L’album di Kandia Kouyaté pubblicato dall’etichetta britannica Sterns Africa porta con sé due buone notizie. Cominciamo dalla prima. Kandia Kouyaté nasce alla vigilia dell’indipendenza del Mali, nel ’59, a Kita, una città della parte sudoccidentale del paese.

La sua è una importante famiglia di griot, approdata in Mali dalla Guinea. La bambina cresce immersa nella cultura mandinga di origine, e presto manifesta un grande inclinazione per il canto. Tuttavia quelli dopo l’indipendenza sono anni di forte trasformazione e modernizzazione, in cui le basi del tradizionale status dei griot stanno tramontando, e il padre, illustre suonatore di balafon, per assicurare un futuro a Kandia preferisce garantirle un’istruzione: le fa frequentare la scuola, e Kandia prosegue con ottimi risultati negli studi fino a quando a causa di una malattia il padre è costretto a smettere di lavorare e Kandia abbraccia allora la professione di cantante per sopperire ai bisogni della famiglia.

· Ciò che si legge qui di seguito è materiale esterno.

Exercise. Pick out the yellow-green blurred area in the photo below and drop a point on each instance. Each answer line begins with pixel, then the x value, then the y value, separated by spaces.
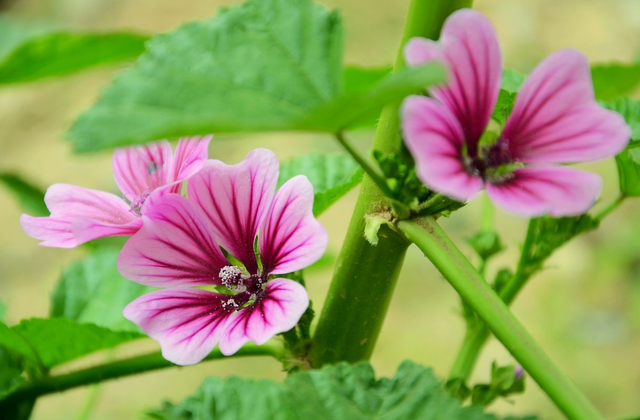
pixel 584 308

Trasferitasi nella capitale Bamako, si unisce ad una formazione diretta dallo zio Mady Sylla Kouyaté, gli Apollos, assai popolare negli anni settanta: comincia a lavorare soprattutto nei matrimoni interpretando un repertorio sia tradizionale che moderno e sia locale che internazionale, e il suo talento non passa inosservato. Due anni dopo l’arrivo a Bamako, diciottenne, sposa un griot di grande reputazione, va ad abitare con il marito a Kayes, nel nordovest del Mali, e comincia a dedicarsi allo studio sia della tecnica vocale che del patrimonio di testi e musiche di cui i griot sono depositari.

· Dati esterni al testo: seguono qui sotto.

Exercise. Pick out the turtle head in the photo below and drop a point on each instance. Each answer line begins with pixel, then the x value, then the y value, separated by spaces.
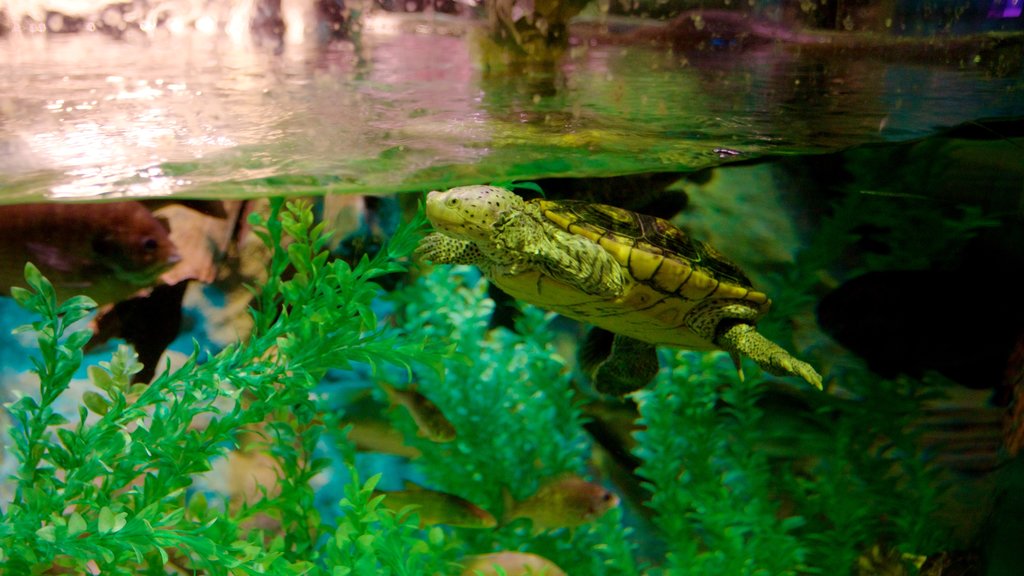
pixel 470 212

Nell’80 un suo recital ad Abidjan, in Costa d’Avorio, si trasforma in una cassetta che circola in Africa occidentale e accresce la sua notorietà. Nell’83 torna in Mali, dove un ricco ammiratore le finanzia la pubblicazione di un’altra cassetta e contribuisce a far decollare definitivamente la sua carriera.

Intorno all’arte di Kandia Kouyaté si crea un seguito riverente e persino timoroso: nel suo canto potente, dal timbro piuttosto grave, c’è più che una speciale qualità, c’è qualcosa che suscita un’emozione profonda, tanto che tra chi assiste alle sue esibizioni sono frequenti vertigini e svenimenti, e Kandia viene soprannominata “La Dangereuse”, “pericolosa”.

Assurge a “ngara”, un appellativo riservato all’eccellenza nel canto: è una delle grandi dive del Mali, una delle grandi voci femminili maliane della nuova generazione che si afferma negli anni ottanta. Proprio per il suo successo, e per la dimensione per certi versi ancora tradizionale e comunitaria della sua arte e della sua attività, legate precipuamente alla relazione diretta con il pubblico, per diverso tempo Kandia Kouyaté non sente il bisogno di incidere dischi, e declina molte offerte di contratti discografici: le è più che sufficiente che le sue cassette siano rinomate nelle aree di cultura mandinga dell’Africa occidentale, e che vadano più lontano solo con i canali dell’immigrazione in Francia.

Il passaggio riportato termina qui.